I think back to those days because they are SOOOOO gone. He has matured into such a delightful boy. Strong willed, absolutely. Stubborn, hell yes. Plays super hard? Oh my yes. The boy can motor around a room pretending like he’s Lightning McQueen like nobody’s business. He comes home covered in dirt and tales of the playground, “WE FOUND A CATERPILLAR!” “WE BUILT A ROAD!” “WE RACED AND RACED AND RACED!” He is no longer ruled by his emotions. He can control his disappointment over something and totally knows how to rock a negotiation to get a decision overturned in his favor.

What constantly amazes me is the concern and empathy he shows for others. He shows such sweet protectiveness for his sister, sharing his toys and looking out for her behalf. Even as a toddler, when Jocelyn was a baby, he never showed the usual jealousy toward the new baby.

Shortly after Jocelyn turned 3, she moved to a different classroom. The 2 year olds have their own playground, and this change meant that she would be playing on the same playground that Ethan played on, with the big kids. A few days ago when I arrived on the school playground to pick them up, instead of running at me like a freight train, Ethan first ran over to Jocelyn to let her know I was here. So sweet. (Then he ran at me like a freight train.)

On Wednesday, his actual birthday, we took some cupcakes in to his class for birthday consumption at snack time. There were 12 cupcakes, and only about 9 kids. When I arrived to pick them up, there was one left. One that he had insisted be saved for Jocelyn. Every teacher I passed on my way to the playground to get them told me about how he had saved a cupcake for her.

When Jocelyn was sick with strep the weekend before last, he was so helpful and offered her everything he could think of to make her feel better. He ran to his bed and fetched his “warm blankey” and even gave her his pookie bear (most prized possession ever) to cuddle.

He loves to run at me like a freight train and knock me over with a big bear hug. However, once I was sitting on his bed, and bonked my head on his headboard in the process. So now, every time he does it, he slows down at the end and instead of putting his arms around me in a hug, he lifts one hand to hold the back of my head to make sure it doesn’t get hurt.

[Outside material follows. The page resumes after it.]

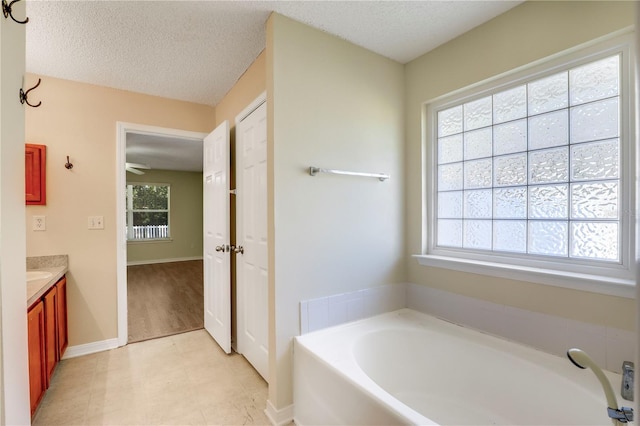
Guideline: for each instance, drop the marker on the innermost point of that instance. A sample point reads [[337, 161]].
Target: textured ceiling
[[164, 153], [196, 50]]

Last summer, we had a fun finger/toenail painting party that both kids enjoyed. I think he must have heard something about his pink fingernails at school, because every time I paint nails and offer to paint his, he refuses and says, “That’s for GIRLS!” I didn’t really make any comment, but I worried about his self image and any damage it might suffer from other kids’ comments. He is such a stubborn, strong willed guy that I want him to be able to do what he wants and who cares what anyone else thinks, and over the last year I’ve seen more and more signs that that is the case. He lets me paint his nails again now this year.

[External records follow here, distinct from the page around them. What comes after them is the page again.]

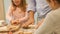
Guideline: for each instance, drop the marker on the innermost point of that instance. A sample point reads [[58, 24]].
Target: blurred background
[[4, 5]]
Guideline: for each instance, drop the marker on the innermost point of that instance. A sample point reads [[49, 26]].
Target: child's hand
[[24, 25]]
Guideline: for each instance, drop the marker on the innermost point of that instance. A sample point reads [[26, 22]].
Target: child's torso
[[18, 13]]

As we were leaving school once, someone called him a baby for carrying a stuffed animal (pookie bear) and he didn’t hardly blink. “I’m not a baby. I love pookie bear.”

Since my hair’s been pink, pretty much every day I pick up or drop off, I get other kids saying, “Your hair is pink!” or more commonly, “Why did you make your hair pink?!” One day Ethan turned to the questioner and stated, “Because she WANTED TOO!” in an exasperated tone.

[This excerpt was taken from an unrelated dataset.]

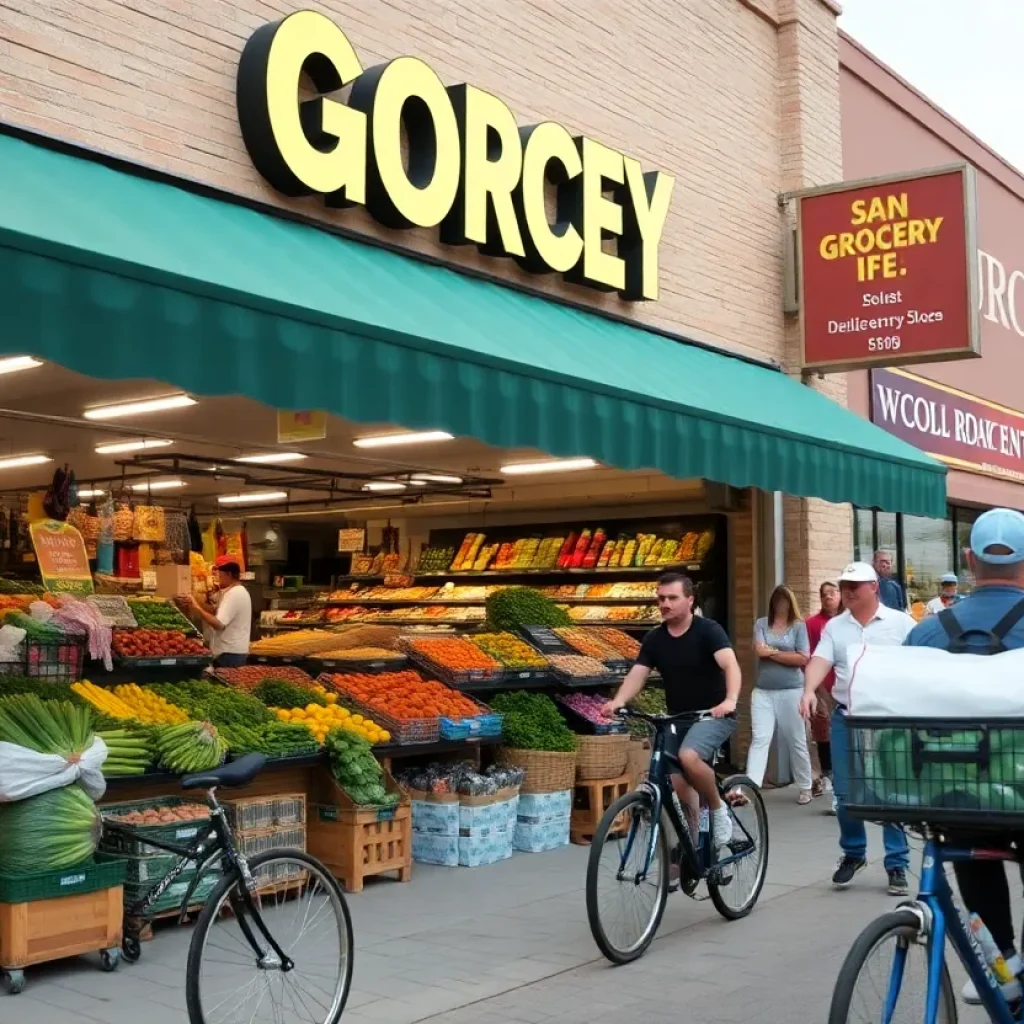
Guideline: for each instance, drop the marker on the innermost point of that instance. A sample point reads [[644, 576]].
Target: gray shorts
[[706, 737]]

Ethan has decided he loves pink, even though it is, as he says, “a girl color.” He doesn’t wear it or anything, but when cups and/or plates are handed out, he loves it when his cup/ bowl/ plate is pink, and we have to alternate who gets to have the “all pink” sippy cups between him and Jocelyn.

It is so wonderful to see him growing up into such a sweet, secure, caring individual, just like his daddy. I hope the next five years don’t come too quickly.

– amy turns the mush off now.

One response so far

One Response to “More on the Five Year Old”

  1. Chrison 14 May 2007 at 10:43 am

    Wow, they grow up fast. Preaching to the choir, though. It’s scary.